La guerre à l’Irak, pour arrêter un dictateur fou aura coûté plus de 300 000 morts côté Irakiens et 6 000 marines américains tombés sur le champs de bataille d’une guerre inutile, que leurs politiciens naïfs et incompétents avaient créée sur la base d’informations erronées, d’informations fausses. Ce qui ne les empêchera pas d’aller faire une autre guerre en Libye, toujours basée sur de fausses informations soigneusement entretenues pour tromper sa propre opinion publique. Le temps passe, la démocratie occidentale nous offre un spectacle où les hommes se succèdent au pouvoir, sans que rien ne change sur le fond. Bush parti, Obama arrive. Tony Blair parti, Cameron arrive, Sarkozy parti, Hollande arrive, sans que rien ne change dans l’incroyable comportement des gens qui vont en guerre avec une légèreté légendaire. Ils insistent sur Assad, alors qu’ils savent pertinemment que ce dernier n’a rien à voir avec les attentats de Paris. De même que Bush avait insisté sur le départ de Saddam Hussein après le 11 septembre, alors qu’il n’avait lui non plus rien à voir avec les attentats. Ils se comportent comme si le sort tragique de toute la population libyenne prise en otage aujourd’hui par des terroristes qu’ils ont formés et armés ne les regarde nullement. Et pourtant.

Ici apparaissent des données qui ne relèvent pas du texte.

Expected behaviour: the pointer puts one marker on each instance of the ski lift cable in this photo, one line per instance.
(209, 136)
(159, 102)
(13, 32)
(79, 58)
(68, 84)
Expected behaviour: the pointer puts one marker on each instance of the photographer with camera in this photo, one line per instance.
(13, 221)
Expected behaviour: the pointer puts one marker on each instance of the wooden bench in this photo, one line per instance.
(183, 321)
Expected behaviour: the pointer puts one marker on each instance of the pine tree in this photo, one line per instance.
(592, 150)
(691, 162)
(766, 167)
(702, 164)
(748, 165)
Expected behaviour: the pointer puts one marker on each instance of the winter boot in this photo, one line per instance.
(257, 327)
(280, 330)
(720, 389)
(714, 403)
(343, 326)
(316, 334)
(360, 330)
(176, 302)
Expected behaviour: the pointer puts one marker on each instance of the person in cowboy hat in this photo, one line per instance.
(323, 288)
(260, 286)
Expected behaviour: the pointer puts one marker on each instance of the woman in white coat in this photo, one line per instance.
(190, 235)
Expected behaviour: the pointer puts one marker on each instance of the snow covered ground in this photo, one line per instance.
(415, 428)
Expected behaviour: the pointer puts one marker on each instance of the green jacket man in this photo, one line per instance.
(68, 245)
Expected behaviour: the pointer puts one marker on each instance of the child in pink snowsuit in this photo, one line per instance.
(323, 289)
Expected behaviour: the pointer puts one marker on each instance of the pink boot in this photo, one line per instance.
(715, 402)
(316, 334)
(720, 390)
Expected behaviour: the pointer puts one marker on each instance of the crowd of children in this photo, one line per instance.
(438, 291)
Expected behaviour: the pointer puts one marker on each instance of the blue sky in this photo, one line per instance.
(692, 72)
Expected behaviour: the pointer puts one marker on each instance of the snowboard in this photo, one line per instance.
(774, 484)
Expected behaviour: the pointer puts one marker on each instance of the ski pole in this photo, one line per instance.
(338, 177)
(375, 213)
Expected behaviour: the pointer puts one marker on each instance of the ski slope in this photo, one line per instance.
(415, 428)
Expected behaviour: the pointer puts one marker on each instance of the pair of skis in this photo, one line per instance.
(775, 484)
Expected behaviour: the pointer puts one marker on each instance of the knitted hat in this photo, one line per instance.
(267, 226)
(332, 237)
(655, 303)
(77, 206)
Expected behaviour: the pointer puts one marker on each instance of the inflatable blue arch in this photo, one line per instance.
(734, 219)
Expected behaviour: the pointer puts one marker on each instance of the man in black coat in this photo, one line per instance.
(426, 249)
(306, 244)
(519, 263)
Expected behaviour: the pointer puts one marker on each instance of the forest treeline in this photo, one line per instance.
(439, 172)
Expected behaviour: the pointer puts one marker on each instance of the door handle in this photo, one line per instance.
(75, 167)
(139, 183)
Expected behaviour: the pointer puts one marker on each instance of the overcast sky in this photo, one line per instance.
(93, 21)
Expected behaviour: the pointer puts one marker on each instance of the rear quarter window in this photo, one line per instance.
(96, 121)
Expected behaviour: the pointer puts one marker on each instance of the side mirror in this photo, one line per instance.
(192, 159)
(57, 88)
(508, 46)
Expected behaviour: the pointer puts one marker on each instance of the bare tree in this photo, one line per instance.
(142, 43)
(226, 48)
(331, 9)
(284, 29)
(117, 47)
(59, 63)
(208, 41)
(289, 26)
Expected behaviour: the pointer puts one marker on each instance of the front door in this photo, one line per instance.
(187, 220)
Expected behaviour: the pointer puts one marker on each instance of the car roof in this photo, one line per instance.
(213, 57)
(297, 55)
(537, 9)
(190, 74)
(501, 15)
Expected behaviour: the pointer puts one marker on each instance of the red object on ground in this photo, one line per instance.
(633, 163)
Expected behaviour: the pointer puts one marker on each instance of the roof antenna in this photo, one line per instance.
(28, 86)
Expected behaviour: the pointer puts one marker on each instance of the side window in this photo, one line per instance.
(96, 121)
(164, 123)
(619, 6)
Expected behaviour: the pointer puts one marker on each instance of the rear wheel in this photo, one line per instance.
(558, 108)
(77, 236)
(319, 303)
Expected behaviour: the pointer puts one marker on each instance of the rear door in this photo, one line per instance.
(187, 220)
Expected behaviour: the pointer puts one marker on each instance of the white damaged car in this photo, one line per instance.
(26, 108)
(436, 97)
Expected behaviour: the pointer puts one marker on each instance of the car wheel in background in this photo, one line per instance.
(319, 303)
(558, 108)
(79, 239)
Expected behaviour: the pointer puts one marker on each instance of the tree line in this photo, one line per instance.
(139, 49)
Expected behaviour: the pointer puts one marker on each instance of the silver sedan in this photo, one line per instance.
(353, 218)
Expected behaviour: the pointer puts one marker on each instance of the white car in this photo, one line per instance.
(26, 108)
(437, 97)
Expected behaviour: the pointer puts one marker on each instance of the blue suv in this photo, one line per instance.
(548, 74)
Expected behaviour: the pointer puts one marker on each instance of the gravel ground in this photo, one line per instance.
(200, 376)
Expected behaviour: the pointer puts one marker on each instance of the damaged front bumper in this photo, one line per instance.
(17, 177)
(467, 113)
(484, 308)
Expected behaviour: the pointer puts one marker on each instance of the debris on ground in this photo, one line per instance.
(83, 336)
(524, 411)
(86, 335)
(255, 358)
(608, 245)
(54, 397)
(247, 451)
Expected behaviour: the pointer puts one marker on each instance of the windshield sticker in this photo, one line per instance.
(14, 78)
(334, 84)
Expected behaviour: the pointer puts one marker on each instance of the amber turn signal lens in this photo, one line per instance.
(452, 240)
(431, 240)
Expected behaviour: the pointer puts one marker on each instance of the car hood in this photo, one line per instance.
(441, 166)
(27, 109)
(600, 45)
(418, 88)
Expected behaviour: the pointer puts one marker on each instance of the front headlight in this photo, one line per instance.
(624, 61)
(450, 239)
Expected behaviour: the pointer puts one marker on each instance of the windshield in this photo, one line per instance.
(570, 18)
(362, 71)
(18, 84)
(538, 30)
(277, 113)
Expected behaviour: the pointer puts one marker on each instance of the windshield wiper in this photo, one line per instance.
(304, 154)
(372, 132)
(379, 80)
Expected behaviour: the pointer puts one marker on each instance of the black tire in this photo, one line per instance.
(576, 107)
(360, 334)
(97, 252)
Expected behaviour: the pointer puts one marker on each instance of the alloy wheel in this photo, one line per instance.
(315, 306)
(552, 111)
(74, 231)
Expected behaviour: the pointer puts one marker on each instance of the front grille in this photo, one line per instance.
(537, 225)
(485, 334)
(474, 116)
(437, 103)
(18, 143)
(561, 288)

LES ALLÉGATIONS DES VA-T-EN GUERRE SUR LA LIBYE
L’histoire officielle de la guerre en Libye nous informe que Paris a décidé de solliciter le mandat des Nations Unies (obtenu le 17 mars 2011) pour intervenir en Libye, en répondant au SOS des opposants libyens qui risquaient d’être massacrés par un dictateur qui n’hésitait pas à tirer sur son peuple : Kadhafi au début de l’année 2011.
Selon cette même version officielle, le philosophe français Bernard-Henri Levy, aurait rencontré le chef du Conseil national de transition (CNT), Moustapha Abdel Jalil, pour la première fois, en date du 4 mars 2011. Lorsqu’il comprend la gravité de la situation, il appelle aussitôt son ami Nicolas Sarkozy. Et ce dernier, très soucieux du triste sort qui attend ces malchanceux de la part de leur dictateur, va donc inviter cet opposant, pour un face à face à l’Elysée, à l’issue duquel le 10 mars 2011, il va reconnaître le CNT. Et si la vérité était un peu plus nuancée ?

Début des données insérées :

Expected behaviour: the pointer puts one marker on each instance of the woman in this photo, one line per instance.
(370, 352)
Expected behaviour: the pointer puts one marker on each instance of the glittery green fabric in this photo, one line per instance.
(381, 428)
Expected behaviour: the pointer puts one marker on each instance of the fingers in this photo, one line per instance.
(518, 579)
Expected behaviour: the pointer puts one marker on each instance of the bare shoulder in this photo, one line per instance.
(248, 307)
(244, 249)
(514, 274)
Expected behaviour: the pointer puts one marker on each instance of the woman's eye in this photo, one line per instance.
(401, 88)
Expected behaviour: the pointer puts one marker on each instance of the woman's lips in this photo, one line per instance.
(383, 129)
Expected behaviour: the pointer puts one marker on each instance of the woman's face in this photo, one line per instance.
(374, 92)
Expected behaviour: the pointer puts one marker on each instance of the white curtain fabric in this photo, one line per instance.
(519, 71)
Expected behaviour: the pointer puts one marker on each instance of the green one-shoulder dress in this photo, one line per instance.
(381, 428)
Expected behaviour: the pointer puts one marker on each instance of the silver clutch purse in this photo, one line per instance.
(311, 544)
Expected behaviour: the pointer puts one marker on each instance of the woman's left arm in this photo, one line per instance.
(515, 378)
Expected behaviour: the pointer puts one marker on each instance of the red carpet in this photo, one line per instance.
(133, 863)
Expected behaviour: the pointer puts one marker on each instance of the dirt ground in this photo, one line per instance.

Grâce à la très sérieuse enquête de notre journaliste Vincent Jauvert publiée dans l’hebdomadaire français « le Nouvel Observateur » du 11 juillet 2011 avec le titre : “LIBYE. Les ratés d’une guerre française”, nous découvrons que le président français Nicola Sarkozy voulait rouler les Américains, car la guerre en Libye était sa guerre, son magot qu’il ne voulait pas partager avec trop de monde. C’est donc ainsi que derrière le dos d’Obama, il va proposer et conclure un pacte secret avec le Premier Ministre Britannique Cameron, pour aller seuls eux deux en Libye faire la guerre contre Kadhafi. Il est très confiant et convaincu que les troupes de Kadhafi ne peuvent pas tenir plus de 3 jours. Il est trompé dans son analyse par les informations erronées que lui fournissent les services de renseignements français.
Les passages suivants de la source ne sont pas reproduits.